Olivia Schmid - 24. September 2022-

Ernährung und Klimaschutz

Wie viel Schaden richtet unsere Ernährung an?

Fleisch frisst Klima

Bis zu einem Drittel der globalen Treibhausgasemissionen werden durch unsere Ernährung verursacht. Von den 37 Prozent sind ca. 12 Prozent direkte Emissionen, worunter das ausgestoßene Methan von Wiederkäuern zählt. Die indirekten Emissionen, welche durch u.a. die Abholzung und Freisetzung von CO2 für die Landwirtschaft zu verzeichnen sind, schädigen ebenfalls die Umwelt. Besonders Länder des globalen Südens sind von Waldrodung betroffen. Die Länder des globalen Nordens und westliche Industriestaaten tragen hierbei eine große Schuld, denn diese konsumieren die tierischen Produkte in Massen.
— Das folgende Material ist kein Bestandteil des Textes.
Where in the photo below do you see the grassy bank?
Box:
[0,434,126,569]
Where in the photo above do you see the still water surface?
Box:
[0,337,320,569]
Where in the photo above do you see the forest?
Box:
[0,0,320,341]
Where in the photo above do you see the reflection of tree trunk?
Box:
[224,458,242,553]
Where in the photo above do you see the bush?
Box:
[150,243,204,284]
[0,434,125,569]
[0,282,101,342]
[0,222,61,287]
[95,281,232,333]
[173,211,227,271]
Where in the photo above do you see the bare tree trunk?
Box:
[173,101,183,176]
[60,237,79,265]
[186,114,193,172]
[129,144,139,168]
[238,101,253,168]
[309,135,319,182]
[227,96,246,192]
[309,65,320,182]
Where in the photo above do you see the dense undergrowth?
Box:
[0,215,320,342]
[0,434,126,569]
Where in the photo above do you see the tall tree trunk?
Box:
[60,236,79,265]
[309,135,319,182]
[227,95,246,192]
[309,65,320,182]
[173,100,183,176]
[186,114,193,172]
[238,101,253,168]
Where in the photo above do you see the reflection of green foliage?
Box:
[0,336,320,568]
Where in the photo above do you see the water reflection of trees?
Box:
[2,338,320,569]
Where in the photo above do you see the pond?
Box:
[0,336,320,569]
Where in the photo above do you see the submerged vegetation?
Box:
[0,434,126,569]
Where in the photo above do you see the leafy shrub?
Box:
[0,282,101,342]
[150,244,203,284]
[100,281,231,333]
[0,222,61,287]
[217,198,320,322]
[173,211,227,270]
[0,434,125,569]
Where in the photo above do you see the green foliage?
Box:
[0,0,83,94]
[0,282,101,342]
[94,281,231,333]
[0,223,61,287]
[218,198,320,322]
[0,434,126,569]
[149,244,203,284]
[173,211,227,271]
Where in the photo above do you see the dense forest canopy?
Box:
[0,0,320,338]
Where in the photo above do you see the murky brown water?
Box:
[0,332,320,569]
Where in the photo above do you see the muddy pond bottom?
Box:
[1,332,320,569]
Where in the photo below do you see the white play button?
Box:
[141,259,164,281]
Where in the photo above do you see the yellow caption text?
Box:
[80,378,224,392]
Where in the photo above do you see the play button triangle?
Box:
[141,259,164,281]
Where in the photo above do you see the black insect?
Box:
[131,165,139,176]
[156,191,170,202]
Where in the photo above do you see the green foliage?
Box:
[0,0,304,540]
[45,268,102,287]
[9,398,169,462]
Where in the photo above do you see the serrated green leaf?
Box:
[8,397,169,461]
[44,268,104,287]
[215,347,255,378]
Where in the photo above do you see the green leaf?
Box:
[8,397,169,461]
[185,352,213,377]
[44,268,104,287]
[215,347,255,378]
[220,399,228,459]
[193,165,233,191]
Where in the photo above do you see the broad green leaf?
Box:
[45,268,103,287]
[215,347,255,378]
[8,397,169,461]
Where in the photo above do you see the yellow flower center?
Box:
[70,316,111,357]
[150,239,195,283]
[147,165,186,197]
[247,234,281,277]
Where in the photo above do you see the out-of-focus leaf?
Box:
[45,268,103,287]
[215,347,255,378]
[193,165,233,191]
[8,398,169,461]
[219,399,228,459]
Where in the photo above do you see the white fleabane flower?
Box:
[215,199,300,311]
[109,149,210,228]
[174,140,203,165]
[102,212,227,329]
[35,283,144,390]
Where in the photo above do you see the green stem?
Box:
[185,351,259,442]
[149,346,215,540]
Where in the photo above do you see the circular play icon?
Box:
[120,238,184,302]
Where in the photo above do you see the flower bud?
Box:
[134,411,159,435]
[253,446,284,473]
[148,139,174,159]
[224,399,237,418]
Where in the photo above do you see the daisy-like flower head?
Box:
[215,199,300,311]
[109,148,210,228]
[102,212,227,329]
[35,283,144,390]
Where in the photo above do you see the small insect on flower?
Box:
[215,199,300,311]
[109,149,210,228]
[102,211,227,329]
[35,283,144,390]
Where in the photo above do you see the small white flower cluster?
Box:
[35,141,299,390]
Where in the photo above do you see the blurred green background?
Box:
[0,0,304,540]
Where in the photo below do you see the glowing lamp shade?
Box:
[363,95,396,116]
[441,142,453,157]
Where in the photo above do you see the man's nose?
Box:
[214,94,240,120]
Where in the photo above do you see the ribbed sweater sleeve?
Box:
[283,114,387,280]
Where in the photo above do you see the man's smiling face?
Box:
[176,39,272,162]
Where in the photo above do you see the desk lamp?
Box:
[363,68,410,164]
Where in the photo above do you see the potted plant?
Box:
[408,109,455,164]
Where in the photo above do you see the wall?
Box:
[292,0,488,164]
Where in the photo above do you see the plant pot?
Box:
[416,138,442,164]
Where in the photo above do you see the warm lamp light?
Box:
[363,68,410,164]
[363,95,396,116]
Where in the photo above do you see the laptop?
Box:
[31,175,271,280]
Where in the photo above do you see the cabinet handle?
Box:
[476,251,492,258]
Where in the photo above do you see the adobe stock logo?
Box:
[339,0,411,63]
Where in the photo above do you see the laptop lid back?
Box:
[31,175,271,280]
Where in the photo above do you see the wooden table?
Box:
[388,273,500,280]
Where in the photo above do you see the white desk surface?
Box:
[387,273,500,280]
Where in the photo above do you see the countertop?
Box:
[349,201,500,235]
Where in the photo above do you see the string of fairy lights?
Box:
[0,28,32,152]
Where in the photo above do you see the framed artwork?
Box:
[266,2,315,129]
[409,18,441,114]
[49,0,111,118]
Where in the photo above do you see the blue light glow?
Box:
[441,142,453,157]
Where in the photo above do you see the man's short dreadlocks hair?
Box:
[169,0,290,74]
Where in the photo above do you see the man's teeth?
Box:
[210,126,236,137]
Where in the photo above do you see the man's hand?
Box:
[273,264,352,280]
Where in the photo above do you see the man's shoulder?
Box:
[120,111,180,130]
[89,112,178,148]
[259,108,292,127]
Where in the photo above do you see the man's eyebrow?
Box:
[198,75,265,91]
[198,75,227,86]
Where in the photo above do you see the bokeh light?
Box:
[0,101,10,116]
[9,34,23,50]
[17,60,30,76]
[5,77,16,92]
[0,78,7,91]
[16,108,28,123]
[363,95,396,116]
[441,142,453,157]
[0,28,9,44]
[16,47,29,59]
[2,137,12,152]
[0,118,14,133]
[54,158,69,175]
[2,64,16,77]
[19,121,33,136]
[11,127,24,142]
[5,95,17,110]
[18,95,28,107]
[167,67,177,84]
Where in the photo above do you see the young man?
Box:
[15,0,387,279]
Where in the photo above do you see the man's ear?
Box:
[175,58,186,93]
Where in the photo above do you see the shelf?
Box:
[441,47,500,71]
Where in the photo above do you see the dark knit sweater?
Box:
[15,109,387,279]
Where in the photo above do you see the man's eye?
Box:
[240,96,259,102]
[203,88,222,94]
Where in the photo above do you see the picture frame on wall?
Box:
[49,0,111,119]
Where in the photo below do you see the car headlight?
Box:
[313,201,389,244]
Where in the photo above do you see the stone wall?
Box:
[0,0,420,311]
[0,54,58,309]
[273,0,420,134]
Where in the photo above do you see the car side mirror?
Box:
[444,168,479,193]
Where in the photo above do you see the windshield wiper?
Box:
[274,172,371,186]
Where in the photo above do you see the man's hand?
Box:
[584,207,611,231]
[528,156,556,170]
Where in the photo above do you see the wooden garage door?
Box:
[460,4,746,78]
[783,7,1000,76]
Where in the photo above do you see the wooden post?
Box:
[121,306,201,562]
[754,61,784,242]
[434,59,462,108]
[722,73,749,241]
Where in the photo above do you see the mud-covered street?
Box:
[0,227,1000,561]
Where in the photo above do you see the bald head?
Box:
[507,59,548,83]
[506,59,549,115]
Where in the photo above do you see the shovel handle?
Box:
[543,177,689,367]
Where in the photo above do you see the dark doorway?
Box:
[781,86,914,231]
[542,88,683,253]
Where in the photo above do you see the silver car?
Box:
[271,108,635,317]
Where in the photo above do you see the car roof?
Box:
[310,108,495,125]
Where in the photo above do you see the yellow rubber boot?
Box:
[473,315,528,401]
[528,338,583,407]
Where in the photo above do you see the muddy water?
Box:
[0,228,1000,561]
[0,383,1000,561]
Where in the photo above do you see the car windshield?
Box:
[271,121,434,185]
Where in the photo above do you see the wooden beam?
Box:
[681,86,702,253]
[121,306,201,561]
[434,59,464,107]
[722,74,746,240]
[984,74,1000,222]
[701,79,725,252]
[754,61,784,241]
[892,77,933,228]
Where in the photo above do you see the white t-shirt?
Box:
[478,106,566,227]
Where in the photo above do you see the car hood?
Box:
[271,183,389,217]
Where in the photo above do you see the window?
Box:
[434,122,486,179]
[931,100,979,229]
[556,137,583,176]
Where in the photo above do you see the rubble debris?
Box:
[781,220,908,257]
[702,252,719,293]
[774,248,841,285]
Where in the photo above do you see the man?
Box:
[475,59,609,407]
Beim Klimaschutz kommt es demnach darauf an, was wir essen. Vor allem der Fleischkonsum ist eine Herausforderung für die Umwelt. Der WWF teilte in einem Bericht mit, dass mit nur einem fleischfreien Tag in der Woche in Deutschland 9 Millionen Tonnen C02-Äquivalente pro Jahr eingespart werden können. Dazu kommt auch, dass die Fläche in den Ländern des globalen Südens eingespart werden würde. Mit dem Vorurteil, dass Pflanzenprodukte aus Soja und eine überwiegende pflanzliche Ernährung die Umwelt ebenso stark schädigen, kann außerdem aufgeräumt werden: Denn der Großteil der globalen Produktion wird als Futtermittel in der Landwirtschaft verwendet. Um ein Kilogramm Schweinefleisch zu erzeugen, werden im Schnitt 650 Gramm Soja, zusammen mit anderen Futtermitteln, benötigt. Die Mengen und Anbauflächen für Sojaprodukte, welche auf direktem Wege vom Menschen konsumiert werden, sind um ein Vielfaches kleiner.

Aufgrund der benötigten Mengen an Futtermittel für die europäische Tierhaltung zählt die EU nach China als zweitgrößter Importeur von Soja, welches überwiegend aus Südamerika bzw. Brasilien stammt. Darüber hinaus hat die europäische Kommission festgestellt, dass heutzutage mehr als 30 Prozent der für unseren Konsum importierte Lebensmittel aus tropischen Ländern stammen. Die Importe sind folglich keineswegs vernachlässigbar.

Lebensmittelverschwendung

Zu klein, zu groß oder zu krumm: Neben einer tierprodukt- und fleischreichen Ernährung wird auch eine allgemeine Lebensmittelverschwendung als klimaschädlich gesehen. Die Lebensmittelverluste entlang der gesamten Lebensmittelkette, also vom Feld bis auf den Teller, machen knapp 10 Prozent aller Emissionen des globalen Ernährungssystems bzw. 3,7 Prozent der gesamten globalen anthropogenen Emissionen aus. In Deutschland liegt der vermeidbare Lebensmittelabfall bei geschätzten 9,9 Millionen Tonnen pro Jahr, weshalb der WWF am 26. Mai 2022 den Tag der Lebensmittelrettung ausruft. An diesem Tag wird darauf aufmerksam gemacht, dass von Jahresbeginn bis zum 26. Mai alle produzierten Lebensmittel entlang der Wertschöpfungskette verloren gehen.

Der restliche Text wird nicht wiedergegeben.